Sig P320 failures that cause it to fire uncommanded

The Sig Sauer P320 is a popular firearm in the concealed carry market with a version of the pistol becoming the new side arm for the U.S. Army. Several police departments across the country have also adopted the Sig as their standard issue side arm as well. Sig P320 failures created controversy after a drop safety issue was reported causing Sig to make changes to the design.

Since the drop safe issue was discovered and changes to the design made, the Sig P320 has remained a controversial pistol with several reports of the gun firing without the trigger being pressed. There has been lawsuits filed against the company by federal agents as well as some police officers claiming the gun discharged in its holster.

As someone who owns a Sig P320, I wanted to know if the gun is safe to carry and previously wrote an article on this issue. After the announcement about the latest lawsuit against Sig Sauer by a Florida detective shot by her own holstered gun, I decided to investigate the issue further.

After taking my gun apart and inspecting each of the components in an attempt to identify the cause of the Sig P320 failures that have been reported, the issue became quite clear. It will require it would require multiple P320 failures in different components to happen before the pistol can fire uncommanded.

Firing Pin Block prevents the firing pin from hitting primer

The firing pin in any firearm is the main component responsible for firing the cartridge. It is released by the fire control system components and strikes the primer of the round igniting the powder inside the cartridge which sends the projectile out the end of the barrel. Controlling the movement of the firing pin is a critical aspect of ensuring a firearm will not fire unintentionally.

I removed the slide to inspect the firing pin and all of the safety components related to it. I pressed the firing pin forward in an attempt to make it extend past the breach face of the slide. A round will not fire unless the firing pin strikes the primer after traveling past the breach face first.

A major component that prevents the firing pin from moving forward is the firing pin block. The firing pin will not go through the breach face unless you disengage the firing pin block first. The firing pin block is a physical barrier that keeps the firing pin from traveling forward.

The firing pin block must be disengaged before the gun can fire.
The firing pin block must be disengaged before the gun can fire.
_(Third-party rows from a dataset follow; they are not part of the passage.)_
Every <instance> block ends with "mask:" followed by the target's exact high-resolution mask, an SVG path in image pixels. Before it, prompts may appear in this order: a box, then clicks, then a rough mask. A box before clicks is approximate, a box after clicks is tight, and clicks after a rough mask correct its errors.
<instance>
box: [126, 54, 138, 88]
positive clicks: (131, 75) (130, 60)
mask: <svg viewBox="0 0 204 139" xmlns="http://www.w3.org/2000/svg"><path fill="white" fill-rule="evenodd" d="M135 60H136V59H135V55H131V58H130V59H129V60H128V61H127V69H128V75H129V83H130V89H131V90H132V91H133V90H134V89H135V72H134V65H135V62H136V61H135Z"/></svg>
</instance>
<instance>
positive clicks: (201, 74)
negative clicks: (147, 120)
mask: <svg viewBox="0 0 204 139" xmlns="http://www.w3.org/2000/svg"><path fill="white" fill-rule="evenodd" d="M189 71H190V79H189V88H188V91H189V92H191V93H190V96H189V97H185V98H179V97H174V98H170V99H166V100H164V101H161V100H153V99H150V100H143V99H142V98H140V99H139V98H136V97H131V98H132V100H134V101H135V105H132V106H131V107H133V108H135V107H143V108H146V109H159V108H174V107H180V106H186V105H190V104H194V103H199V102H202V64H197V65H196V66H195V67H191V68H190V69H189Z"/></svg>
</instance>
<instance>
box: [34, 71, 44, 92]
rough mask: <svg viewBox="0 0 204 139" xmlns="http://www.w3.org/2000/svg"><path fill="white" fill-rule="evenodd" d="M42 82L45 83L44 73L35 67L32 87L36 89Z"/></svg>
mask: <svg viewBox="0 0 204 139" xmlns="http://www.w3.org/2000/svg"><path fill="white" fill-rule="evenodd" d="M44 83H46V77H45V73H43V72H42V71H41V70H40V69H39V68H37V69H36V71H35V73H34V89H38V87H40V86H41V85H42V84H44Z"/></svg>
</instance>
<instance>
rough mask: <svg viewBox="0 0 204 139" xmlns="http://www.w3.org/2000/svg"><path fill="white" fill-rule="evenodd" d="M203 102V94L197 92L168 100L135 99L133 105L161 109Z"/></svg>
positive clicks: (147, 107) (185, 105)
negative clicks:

The firing pin block is moved out of the way by the Sig fire control module as the trigger is being pressed. The take up of the trigger you feel as you press is the fire control module moving the firing pin block out of the way. However, the firing pin still will not move forward without the firing pin sear being released next.

Sig P320 has a primary and secondary Firing Pin Sear

The steps involved in making the gun fire is as you press the trigger, the fire control group releases the firing pin block completely, leaving only the firing pin sear holding the firing pin back from striking the cartridge. The wall you feel as you press the trigger is the point the fire control group begins to release the sear.

Another component related to the firing pin sear is the out of battery disconnector which will keep the sear and the firing pin block release from moving if the slide is not in the correct position.

The P320 has a primary and a secondary sear that keeps the firing pin from moving forward. The secondary sear is intended to catch the firing pin in the event of the primary sear failing. If something happened that caused the primary sear to release the firing pin, the secondary firing pin sear would catch the firing pin. The firing pin sear cannot move without the trigger being pressed.

The Sig P320 failures would need to be numerous for it to fire in its holster. It cannot fire unless multiple components fail at the same time. If they were firing without the trigger being pressed because of a component failure there would be clear evidence showing those failures.

If you own a Sig P320 and carry it in a quality holster that covers the trigger guard completely you shouldn’t have any issues if you follow safe firearm handling techniques.